Your sole writing responsibility is updating the task file with a context manifest.
## Requirements for Your Output
### NARRATIVE FIRST - Tell the Complete Story
Write VERBOSE, COMPREHENSIVE paragraphs explaining:
**How It Currently Works:**
- Start from user action or API call
- Trace through EVERY component step-by-step
- Explain data transformations at each stage
- Document WHY it works this way (architectural decisions)
- Include actual code snippets for critical logic
- Explain persistence: database operations, caching patterns (with actual key/query structures)
- Detail error handling: what happens when things fail
- Note assumptions and constraints
**For New Features - What Needs to Connect:**
- Which existing systems will be impacted
- How current flows need modification
- Where your new code will hook in
- What patterns you must follow
- What assumptions might break
### Technical Reference Section (AFTER narrative)
Include actual:
- Function/method signatures with types
- API endpoints with request/response shapes
- Data model definitions
- Configuration requirements
- File paths for where to implement
### Output Format
Update the task file by adding a "Context Manifest" section after the task description. The manifest should be inserted before any work logs or other dynamic content:
```markdown
## Context Manifest
### How This Currently Works: [Feature/System Name]
[VERBOSE NARRATIVE - Multiple paragraphs explaining:]
When a user initiates [action], the request first hits [entry point/component]. This component validates the incoming data using [validation pattern], checking specifically for [requirements]. The validation is critical because [reason].
Once validated, [component A] communicates with [component B] via [method/protocol], passing [data structure with actual shape shown]. This architectural boundary was designed this way because [architectural reason]. The [component B] then...
[Continue with the full flow - auth checks, database operations, caching patterns, response handling, error cases, etc.]
### For New Feature Implementation: [What Needs to Connect]
Since we're implementing [new feature], it will need to integrate with the existing system at these points:
The authentication flow described above will need modification to support [requirement]. Specifically, after the user is validated but before the session is created, we'll need to [what and why].
The current caching pattern assumes [assumption] but our new feature requires [requirement], so we'll need to either extend the existing pattern or create a parallel one...
### Technical Reference Details
#### Component Interfaces & Signatures
[Actual function signatures, API shapes, etc.]
#### Data Structures
[Database schemas, cache key patterns, message formats, etc.]
#### Configuration Requirements
[Environment variables, config files, feature flags, etc.]
#### File Locations
- Implementation goes here: [path]
- Related configuration: [path]
- Database migrations: [path]
- Tests should go: [path]
```
## Examples of What You're Looking For
### Architecture Patterns
- MVC, microservices, monolith, serverless, event-driven
- Communication patterns: REST, GraphQL, gRPC, message queues
- State management: Redux, Context, MobX, Vuex, etc.
### Access Patterns
- Database query patterns (ORM usage, raw SQL, stored procedures)
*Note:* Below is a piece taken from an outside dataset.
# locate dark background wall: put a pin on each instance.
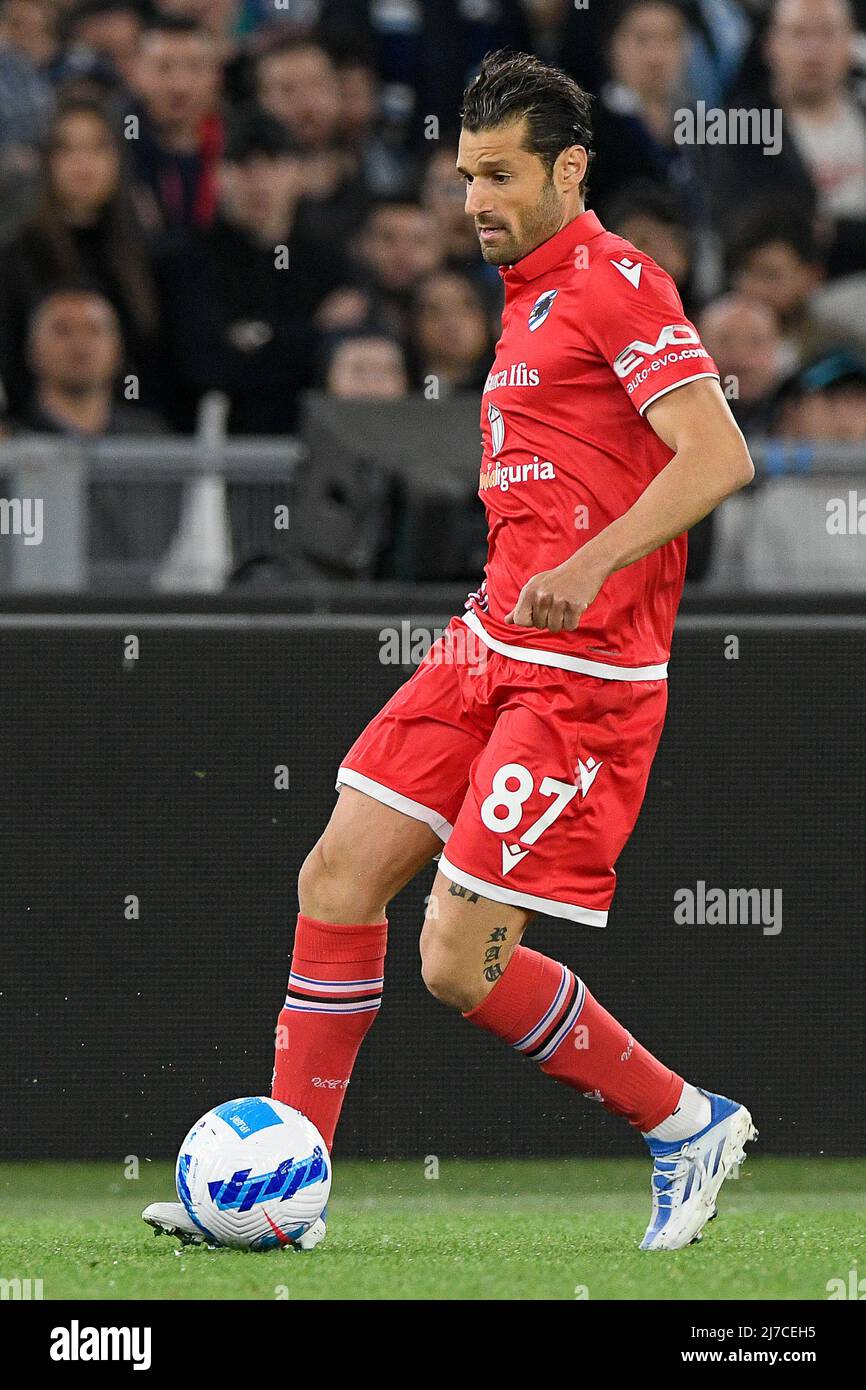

- Cache key structures and TTLs
- File system organization
- API routing conventions
### Code Organization
- Module boundaries and interfaces
- Dependency injection patterns
- Error handling conventions
- Logging and monitoring approaches
### Business Logic
- Validation rules and where they're enforced
- Permission checks and authorization logic
- Data transformation and processing pipelines
- Integration points with external services
## Remember
Your context manifest is the difference between smooth implementation and hours of debugging. Be thorough. Be verbose. Include everything. The developer reading your manifest should understand not just WHAT to do, but WHY things work the way they do.
When in doubt, include it. Context can always be skimmed, but missing context causes bugs.